Increases in GLP‐1 levels and decreases in glucagon levels both contribute to the blood glucose‐lowering effects of DPP‐4 inhibitors4, and we detected similar changes in these hemodialysis patients. Furthermore, the relative change in GLP‐1, but not glucagon, was correlated with that of GA, suggesting that GLP‐1 might contribute more to glucose‐lowering in hemodialysis patients. However, in patients who had been treated with an anti‐diabetic agent before the study, GA decreased significantly without decreases in postprandial PG. These results suggested that vildagliptin‐mediated suppression of glucagon secretion might improve GA by decreasing fasting PG, although we could not measure this in the present study.

Our results suggest that raising plasma GLP‐1 levels could be a better therapeutic target for glycemic control in hemodialysis patients. Interestingly, an α‐glucosidase inhibitor such as voglibose increases plasma GLP‐1 levels with a mechanism different from DPP‐4 inhibitor13, suggesting that some additive or synergistic effects may be expected when these two drugs are used simultaneously in hemodialysis patients.

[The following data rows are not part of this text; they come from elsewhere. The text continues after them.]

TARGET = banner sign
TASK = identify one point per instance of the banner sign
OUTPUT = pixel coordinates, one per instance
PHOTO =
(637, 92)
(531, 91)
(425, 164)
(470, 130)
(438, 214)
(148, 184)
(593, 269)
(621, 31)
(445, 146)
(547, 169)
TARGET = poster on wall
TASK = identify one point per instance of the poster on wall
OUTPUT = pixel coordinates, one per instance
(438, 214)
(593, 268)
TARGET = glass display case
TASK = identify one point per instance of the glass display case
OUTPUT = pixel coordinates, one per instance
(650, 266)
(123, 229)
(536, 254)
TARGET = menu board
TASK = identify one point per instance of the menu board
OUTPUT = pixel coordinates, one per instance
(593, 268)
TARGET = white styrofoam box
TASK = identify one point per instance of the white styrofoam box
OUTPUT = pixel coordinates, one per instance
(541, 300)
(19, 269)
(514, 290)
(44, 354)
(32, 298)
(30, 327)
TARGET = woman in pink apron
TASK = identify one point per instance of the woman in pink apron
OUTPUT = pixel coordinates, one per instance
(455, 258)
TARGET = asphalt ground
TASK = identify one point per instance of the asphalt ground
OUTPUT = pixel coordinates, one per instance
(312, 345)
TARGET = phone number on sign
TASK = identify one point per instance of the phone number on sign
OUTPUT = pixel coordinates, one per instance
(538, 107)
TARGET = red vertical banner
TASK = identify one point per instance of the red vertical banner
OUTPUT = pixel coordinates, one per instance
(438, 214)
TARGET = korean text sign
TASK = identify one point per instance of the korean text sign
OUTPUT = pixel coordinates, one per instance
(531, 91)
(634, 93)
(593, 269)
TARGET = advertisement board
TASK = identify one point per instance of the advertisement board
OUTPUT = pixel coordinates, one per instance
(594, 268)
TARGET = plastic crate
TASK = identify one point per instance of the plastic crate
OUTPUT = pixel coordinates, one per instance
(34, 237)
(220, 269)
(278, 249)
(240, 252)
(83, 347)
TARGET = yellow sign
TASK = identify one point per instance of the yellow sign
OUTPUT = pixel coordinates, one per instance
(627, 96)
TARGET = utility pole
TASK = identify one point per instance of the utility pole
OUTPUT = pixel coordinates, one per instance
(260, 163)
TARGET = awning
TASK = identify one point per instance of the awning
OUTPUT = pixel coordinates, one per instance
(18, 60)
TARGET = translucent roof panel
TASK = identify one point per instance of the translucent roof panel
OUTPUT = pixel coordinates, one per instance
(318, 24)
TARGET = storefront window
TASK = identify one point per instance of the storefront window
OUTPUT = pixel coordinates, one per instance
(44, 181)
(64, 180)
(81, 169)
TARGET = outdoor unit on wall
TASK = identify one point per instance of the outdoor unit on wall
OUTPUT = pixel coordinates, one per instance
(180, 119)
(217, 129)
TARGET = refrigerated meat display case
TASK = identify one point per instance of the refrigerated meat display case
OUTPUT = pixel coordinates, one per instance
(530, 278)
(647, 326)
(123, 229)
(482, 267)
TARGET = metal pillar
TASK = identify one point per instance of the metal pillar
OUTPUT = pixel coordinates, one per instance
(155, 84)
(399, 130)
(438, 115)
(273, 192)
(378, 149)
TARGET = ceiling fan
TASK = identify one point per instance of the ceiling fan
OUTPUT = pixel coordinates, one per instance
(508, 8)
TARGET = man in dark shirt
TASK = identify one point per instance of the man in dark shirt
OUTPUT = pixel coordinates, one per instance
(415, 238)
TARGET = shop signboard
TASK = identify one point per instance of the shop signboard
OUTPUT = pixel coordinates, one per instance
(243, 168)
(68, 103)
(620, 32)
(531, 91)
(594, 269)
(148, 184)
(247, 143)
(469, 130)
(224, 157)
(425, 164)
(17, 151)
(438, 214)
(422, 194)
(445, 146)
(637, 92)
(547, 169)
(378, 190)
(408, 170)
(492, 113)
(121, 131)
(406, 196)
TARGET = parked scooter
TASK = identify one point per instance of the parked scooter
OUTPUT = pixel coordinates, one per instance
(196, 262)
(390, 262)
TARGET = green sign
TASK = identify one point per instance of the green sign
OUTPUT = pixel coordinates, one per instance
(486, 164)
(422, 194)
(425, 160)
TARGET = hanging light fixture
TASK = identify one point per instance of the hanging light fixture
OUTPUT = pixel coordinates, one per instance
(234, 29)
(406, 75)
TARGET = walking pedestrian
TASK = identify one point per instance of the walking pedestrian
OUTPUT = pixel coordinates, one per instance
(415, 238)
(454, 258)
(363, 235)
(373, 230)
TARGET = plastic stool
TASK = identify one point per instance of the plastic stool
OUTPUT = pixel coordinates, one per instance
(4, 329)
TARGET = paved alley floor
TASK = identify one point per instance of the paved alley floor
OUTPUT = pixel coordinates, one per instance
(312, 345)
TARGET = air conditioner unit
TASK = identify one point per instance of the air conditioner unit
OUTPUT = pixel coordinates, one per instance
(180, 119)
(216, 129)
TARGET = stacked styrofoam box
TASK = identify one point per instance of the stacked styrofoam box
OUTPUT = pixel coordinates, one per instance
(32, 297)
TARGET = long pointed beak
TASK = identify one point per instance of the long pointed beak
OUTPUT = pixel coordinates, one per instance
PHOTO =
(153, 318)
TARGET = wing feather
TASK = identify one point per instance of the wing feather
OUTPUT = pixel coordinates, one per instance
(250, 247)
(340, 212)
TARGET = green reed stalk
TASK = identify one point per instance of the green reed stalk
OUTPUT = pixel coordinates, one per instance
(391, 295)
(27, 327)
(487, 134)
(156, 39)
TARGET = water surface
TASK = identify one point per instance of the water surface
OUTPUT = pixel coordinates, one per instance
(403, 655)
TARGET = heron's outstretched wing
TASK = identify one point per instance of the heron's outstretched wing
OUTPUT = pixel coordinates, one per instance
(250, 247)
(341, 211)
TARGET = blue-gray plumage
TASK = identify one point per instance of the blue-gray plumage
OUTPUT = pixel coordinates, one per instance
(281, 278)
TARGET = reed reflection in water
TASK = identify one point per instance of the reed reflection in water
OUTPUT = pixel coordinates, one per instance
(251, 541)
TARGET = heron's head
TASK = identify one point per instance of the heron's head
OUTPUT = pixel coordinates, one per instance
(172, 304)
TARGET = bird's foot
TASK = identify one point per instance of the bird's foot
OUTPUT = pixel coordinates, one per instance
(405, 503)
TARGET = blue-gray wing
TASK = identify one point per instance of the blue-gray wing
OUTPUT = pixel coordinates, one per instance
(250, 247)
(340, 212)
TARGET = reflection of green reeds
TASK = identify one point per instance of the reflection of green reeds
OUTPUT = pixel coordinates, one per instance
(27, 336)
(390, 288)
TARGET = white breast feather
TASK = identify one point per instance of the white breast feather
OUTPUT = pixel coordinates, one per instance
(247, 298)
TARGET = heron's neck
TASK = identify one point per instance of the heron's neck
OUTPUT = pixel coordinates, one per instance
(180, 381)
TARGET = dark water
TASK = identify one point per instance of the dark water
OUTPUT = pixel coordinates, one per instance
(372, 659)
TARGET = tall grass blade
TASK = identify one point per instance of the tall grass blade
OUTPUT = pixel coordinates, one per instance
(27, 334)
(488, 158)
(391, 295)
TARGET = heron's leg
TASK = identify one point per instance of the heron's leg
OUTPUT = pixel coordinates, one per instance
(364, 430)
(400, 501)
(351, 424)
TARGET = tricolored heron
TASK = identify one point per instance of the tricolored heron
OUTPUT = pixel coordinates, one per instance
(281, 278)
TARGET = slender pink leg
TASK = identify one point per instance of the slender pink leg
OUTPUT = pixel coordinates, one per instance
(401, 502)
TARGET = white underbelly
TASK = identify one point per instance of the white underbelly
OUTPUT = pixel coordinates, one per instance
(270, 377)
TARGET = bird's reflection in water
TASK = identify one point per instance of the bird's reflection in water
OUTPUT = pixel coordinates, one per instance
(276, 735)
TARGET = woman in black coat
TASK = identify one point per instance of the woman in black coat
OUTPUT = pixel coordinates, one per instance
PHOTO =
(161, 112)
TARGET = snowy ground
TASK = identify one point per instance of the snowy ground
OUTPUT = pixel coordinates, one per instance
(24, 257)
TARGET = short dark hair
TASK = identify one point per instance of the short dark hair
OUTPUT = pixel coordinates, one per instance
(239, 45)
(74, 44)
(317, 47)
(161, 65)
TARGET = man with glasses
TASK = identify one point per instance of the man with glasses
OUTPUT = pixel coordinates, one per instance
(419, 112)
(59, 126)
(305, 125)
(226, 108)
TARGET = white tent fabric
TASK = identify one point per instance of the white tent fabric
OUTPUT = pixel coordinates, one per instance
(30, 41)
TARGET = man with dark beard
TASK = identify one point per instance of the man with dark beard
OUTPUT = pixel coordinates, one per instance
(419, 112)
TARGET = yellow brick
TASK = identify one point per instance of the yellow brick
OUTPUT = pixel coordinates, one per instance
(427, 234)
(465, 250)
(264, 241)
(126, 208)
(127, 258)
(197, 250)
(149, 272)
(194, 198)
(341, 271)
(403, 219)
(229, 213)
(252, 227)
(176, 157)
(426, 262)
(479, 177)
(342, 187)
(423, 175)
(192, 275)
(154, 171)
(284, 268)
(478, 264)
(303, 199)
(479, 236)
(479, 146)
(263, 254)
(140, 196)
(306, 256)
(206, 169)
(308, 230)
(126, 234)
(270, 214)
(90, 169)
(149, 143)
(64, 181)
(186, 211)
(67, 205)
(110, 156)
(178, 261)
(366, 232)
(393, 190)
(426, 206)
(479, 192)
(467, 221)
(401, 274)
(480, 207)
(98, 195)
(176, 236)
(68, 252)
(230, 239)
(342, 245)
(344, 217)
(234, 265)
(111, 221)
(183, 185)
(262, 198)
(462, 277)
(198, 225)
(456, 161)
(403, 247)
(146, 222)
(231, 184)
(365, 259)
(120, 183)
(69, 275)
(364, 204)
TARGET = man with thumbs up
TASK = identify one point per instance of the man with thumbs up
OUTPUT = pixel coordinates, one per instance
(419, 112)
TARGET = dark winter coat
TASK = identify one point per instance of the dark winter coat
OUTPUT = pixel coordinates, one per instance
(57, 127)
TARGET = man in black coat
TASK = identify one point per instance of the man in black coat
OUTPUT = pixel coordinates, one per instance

In conclusion, this study showed that vildagliptin monotherapy is effective in type 2 diabetic patients on hemodialysis. However, limitations of our study included the small number of patients. Further longitudinal and larger randomized studies are needed to confirm the long‐term tolerability and efficacy of vildagliptin on glycemic control and the prevention of other diabetic complications in these high‐risk patients.

Acknowledgements

The authors acknowledge the assistance of Yumiko Omura and Itsuko Miyazawa at Shiga University of Medical Science, and the staff at the Dialysis Center at Rakuwakai Otowa Memorial Hospital. The authors declare no conflict of interest.